He’s a legend in the business for good reason, as he’s engineered and/or produced landmark albums by countless legends, including Frank Sinatra, Sam Cooke, Lena Horne, Ray Charles, Henry Mancini, Paul McCartney, Elvis Presley, Brian Wilson, Rumer, Neil Young, Steely Dan and many others. Most recently, in addition to a new Diana Krall album of standards, Al Schmitt has been working with Bob Dylan on his series of albums of Sinatra-era songs right there at Capitol in Hollywood, where he worked with Frank. Dylan started the cycle with Shadows In The Night (2015), then Fallen Angels (2016), and now Triplicate, a three-disc CD of these classic songs.

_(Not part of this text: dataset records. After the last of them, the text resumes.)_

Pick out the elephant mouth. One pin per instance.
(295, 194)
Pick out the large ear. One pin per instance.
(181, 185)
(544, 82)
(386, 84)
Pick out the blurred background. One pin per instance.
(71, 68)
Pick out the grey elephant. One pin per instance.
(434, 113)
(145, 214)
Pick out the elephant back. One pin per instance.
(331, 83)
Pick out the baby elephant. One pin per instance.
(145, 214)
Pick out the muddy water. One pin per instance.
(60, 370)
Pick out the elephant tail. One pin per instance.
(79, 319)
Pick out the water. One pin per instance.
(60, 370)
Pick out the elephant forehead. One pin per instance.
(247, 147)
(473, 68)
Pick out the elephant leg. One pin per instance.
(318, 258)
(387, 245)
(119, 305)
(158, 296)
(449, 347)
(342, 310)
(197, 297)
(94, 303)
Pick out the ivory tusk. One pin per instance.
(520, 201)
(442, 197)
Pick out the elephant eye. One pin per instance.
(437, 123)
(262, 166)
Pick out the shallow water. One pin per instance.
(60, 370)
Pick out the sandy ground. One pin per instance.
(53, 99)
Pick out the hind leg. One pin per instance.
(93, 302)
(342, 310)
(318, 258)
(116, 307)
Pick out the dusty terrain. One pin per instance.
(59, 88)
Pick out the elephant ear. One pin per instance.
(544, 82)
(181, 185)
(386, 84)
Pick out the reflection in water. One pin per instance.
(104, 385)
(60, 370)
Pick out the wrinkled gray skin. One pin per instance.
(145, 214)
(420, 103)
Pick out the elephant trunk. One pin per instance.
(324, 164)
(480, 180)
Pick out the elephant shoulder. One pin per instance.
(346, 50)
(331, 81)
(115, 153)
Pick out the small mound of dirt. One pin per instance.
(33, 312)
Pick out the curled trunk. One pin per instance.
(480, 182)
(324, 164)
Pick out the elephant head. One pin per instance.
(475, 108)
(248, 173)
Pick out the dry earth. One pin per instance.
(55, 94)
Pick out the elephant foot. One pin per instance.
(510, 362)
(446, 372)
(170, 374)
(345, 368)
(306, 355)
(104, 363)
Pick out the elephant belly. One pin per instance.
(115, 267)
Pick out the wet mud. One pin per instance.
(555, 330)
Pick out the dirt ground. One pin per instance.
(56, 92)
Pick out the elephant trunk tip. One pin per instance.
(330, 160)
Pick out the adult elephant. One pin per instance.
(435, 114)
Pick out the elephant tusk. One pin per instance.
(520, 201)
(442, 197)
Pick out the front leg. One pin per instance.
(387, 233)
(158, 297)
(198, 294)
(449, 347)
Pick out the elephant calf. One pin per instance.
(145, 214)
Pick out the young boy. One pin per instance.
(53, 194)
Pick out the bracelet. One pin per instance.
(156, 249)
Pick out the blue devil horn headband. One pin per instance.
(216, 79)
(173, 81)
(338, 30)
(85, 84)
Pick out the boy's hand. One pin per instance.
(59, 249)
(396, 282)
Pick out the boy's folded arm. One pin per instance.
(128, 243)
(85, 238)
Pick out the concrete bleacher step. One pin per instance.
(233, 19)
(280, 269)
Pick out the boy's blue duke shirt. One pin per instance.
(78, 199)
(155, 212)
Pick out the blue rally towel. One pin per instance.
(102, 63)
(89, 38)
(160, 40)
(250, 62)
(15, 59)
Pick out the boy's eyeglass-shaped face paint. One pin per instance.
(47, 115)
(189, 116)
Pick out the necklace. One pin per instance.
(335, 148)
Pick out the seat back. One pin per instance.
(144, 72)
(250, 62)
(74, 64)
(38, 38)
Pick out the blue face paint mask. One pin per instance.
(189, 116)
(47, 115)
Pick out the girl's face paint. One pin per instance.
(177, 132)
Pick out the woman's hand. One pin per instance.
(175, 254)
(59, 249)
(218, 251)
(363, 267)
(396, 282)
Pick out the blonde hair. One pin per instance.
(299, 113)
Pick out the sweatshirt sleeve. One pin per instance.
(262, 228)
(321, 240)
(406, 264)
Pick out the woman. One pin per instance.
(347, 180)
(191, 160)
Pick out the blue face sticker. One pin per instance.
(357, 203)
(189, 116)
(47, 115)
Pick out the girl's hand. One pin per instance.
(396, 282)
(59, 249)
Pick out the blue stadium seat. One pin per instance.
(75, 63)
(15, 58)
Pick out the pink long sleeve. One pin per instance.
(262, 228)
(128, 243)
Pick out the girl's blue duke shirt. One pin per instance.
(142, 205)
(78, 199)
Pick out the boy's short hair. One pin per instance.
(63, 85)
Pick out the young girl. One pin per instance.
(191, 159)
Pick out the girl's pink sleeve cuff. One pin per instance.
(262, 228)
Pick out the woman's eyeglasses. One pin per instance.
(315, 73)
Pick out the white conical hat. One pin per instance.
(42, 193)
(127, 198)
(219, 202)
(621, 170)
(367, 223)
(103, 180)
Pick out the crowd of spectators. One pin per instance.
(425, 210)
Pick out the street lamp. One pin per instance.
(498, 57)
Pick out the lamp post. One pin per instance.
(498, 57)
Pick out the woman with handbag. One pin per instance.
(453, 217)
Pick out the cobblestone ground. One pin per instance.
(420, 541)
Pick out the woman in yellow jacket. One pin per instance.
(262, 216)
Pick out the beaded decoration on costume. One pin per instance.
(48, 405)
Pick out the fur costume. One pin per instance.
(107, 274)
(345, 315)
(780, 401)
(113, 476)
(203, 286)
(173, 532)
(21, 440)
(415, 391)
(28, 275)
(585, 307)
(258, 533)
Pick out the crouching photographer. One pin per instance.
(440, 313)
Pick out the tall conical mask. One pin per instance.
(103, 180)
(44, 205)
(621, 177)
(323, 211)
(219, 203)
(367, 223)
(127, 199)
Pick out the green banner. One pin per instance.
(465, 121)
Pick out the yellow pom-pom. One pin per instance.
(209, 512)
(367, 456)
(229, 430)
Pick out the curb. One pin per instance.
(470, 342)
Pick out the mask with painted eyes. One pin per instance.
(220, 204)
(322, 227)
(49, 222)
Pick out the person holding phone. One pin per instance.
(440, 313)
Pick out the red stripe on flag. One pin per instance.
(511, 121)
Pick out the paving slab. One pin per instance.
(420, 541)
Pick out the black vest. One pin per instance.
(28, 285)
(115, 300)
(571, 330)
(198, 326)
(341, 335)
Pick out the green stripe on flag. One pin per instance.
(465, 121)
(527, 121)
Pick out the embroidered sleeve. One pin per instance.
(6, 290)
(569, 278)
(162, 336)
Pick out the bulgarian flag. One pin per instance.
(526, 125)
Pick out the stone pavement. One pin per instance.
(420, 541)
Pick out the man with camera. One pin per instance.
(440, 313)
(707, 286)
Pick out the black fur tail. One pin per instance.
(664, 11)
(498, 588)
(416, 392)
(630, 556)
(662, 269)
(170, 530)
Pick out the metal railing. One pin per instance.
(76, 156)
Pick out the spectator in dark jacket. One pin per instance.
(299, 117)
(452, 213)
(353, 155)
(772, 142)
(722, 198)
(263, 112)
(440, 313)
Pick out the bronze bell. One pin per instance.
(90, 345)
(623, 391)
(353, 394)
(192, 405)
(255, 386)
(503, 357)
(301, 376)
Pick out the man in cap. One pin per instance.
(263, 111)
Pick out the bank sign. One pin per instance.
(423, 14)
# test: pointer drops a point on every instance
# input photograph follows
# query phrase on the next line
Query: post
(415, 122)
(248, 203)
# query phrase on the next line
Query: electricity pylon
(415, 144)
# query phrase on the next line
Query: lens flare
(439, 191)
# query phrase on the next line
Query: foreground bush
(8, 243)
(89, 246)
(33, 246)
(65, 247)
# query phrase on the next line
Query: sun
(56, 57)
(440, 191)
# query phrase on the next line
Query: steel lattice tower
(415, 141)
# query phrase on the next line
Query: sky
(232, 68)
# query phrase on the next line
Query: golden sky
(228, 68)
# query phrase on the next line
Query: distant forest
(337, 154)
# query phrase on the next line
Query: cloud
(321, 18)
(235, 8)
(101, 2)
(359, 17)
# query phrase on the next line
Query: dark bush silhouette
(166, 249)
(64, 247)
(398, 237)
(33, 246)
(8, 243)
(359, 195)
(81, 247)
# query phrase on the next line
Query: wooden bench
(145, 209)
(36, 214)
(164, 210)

Today Al kindly took time in the middle of his always busy schedule of recording and mixing at Capitol to answer some questions about these new Dylan albums.

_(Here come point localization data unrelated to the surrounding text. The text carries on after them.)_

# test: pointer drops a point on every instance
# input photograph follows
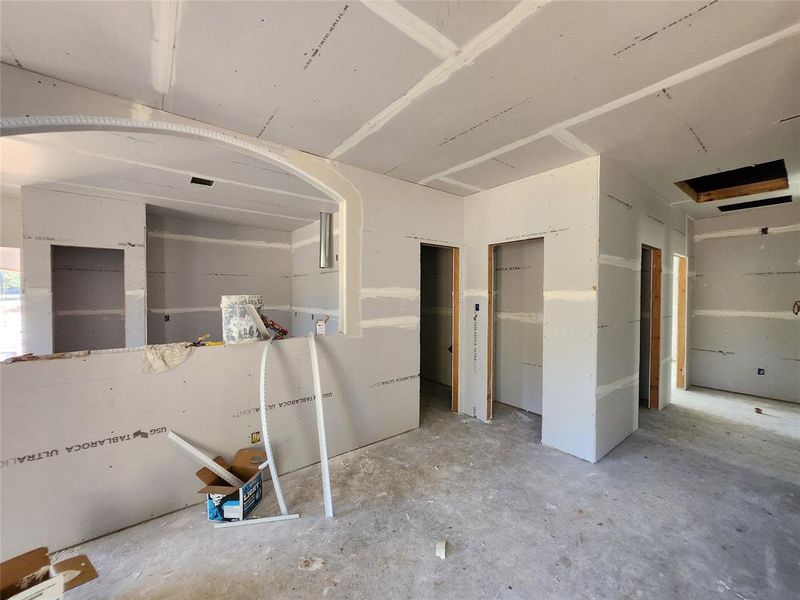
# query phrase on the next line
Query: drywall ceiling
(157, 170)
(460, 96)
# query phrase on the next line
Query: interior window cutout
(746, 181)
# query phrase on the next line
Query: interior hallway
(695, 504)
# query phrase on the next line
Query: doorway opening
(679, 284)
(516, 325)
(439, 319)
(650, 330)
(88, 298)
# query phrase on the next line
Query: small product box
(225, 502)
(30, 576)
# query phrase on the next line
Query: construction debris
(31, 576)
(441, 549)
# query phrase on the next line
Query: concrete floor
(702, 502)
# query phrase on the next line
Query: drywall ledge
(373, 373)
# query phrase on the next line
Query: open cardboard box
(31, 575)
(225, 502)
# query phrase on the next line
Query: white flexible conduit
(323, 442)
(273, 470)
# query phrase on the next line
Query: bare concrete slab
(684, 508)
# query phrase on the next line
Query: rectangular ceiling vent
(755, 203)
(755, 179)
(201, 181)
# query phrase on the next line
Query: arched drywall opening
(317, 172)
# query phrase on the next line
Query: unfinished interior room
(400, 299)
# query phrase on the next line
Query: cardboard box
(225, 502)
(30, 576)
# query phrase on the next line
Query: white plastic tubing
(273, 470)
(323, 442)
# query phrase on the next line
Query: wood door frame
(683, 279)
(455, 319)
(490, 334)
(654, 377)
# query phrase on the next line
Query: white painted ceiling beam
(670, 81)
(485, 40)
(573, 142)
(415, 28)
(166, 20)
(461, 184)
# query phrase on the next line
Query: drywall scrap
(202, 459)
(163, 357)
(745, 336)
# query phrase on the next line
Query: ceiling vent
(756, 203)
(755, 179)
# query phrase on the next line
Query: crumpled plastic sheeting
(163, 357)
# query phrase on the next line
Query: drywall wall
(10, 216)
(314, 291)
(88, 298)
(54, 217)
(89, 412)
(34, 103)
(630, 215)
(745, 285)
(559, 206)
(191, 263)
(518, 324)
(436, 314)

When Dylan first released his initial album of these songs, the late great songwriter P.F. Sloan, who wrote “Eve of Destruction,” among other classics, was keen to discuss it. “I think it is the album he always wanted to make,” he said. “It is his ultimate album. Because it shows his great love of the craft and artistry of songwriting. To him, these are the songs that need to be heard and be sung and be remembered. Maybe more than his own, even.”
Al echoed this sentiment in the following, that this entire series of albums reflects more than anything Dylan’s lifelong love of songwriting itself, and the beautiful traditions of the songs of this era.

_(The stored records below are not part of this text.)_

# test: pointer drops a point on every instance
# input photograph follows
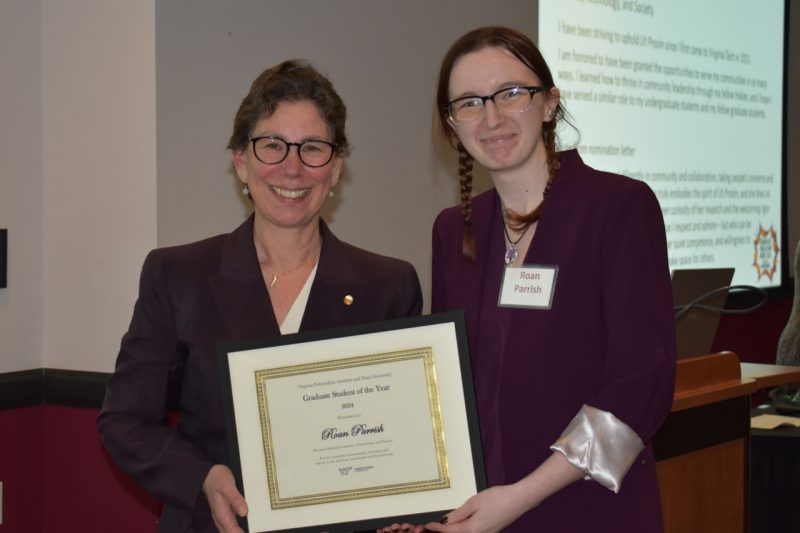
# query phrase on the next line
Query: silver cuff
(599, 445)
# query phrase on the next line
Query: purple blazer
(608, 340)
(190, 298)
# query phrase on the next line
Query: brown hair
(523, 49)
(290, 81)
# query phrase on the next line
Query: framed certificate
(353, 428)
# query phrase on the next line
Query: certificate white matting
(353, 428)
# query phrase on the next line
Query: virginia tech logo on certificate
(352, 428)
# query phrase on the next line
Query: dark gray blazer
(190, 298)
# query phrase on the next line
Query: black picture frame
(257, 353)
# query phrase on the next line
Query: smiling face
(288, 194)
(501, 141)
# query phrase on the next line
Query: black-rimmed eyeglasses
(509, 100)
(312, 152)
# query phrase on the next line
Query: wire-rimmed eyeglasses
(312, 152)
(508, 100)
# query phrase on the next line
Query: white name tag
(528, 286)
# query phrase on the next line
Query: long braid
(465, 164)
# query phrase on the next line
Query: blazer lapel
(335, 280)
(239, 291)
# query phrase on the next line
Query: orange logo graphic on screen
(765, 255)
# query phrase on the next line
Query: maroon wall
(57, 477)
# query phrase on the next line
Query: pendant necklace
(276, 276)
(511, 251)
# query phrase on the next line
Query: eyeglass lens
(273, 150)
(511, 99)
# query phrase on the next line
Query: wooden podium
(703, 448)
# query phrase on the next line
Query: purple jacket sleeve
(134, 420)
(637, 379)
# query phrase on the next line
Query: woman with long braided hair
(562, 270)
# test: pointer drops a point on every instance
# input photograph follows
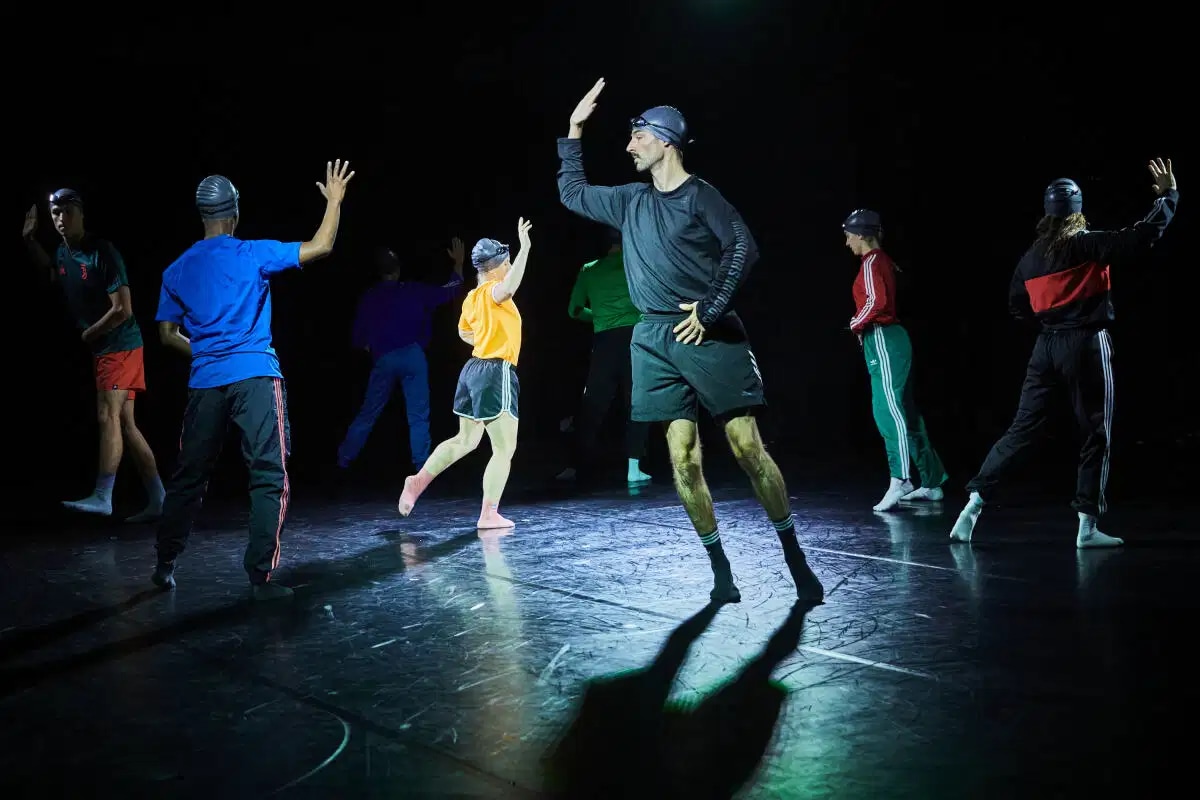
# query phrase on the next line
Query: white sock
(105, 487)
(897, 489)
(970, 515)
(1090, 534)
(635, 470)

You sure have been recording a lot with Dylan. We thought at first it would be only one album.
I know! We did 51 songs with him! The new one, Triplicate, has three discs. That is a lot of material.
Were those all live sessions?
Yes, it’s all live. Everything was live. No ear-phones. Him right in the middle of the band. It was cool.
Did it require many takes of each song?
No, no, no. The most we did was three takes of any song. Most of the time it was one or two, and that was it.
Were the arrangements something he devised?
It was between him and his bass player. They would work out the arrangements in the studio, and they would go over what everybody was going to do. We would spend about two hours going over things, and then in the last hour we would record. We would do one to three takes and that would be it. Then we would take a break for a couple hours, come back, and do the same thing.
Did he ever tell you what led him to do these albums?
I think the most important thing was the songs. He wanted to make sure he could keep these songs alive. And to show people what great songwriting was about. We seem to have forgotten. Some of the hit songs today are sort of goofy and don’t make much sense. Most of these songs told a story. And he’s just an amazing writer, himself, so for him to do this says a lot.
You are someone who has worked with Sinatra, and other singers who originally recorded these songs. What is it like for you to work with Dylan’s voice and those songs? Did it work for you?
Yeah, it worked absolutely. You know what? The thing that really impressed me is that the songs came alive when he was singing. It was all about the emotion of the song. It was great. We really had a lot of fun making these records.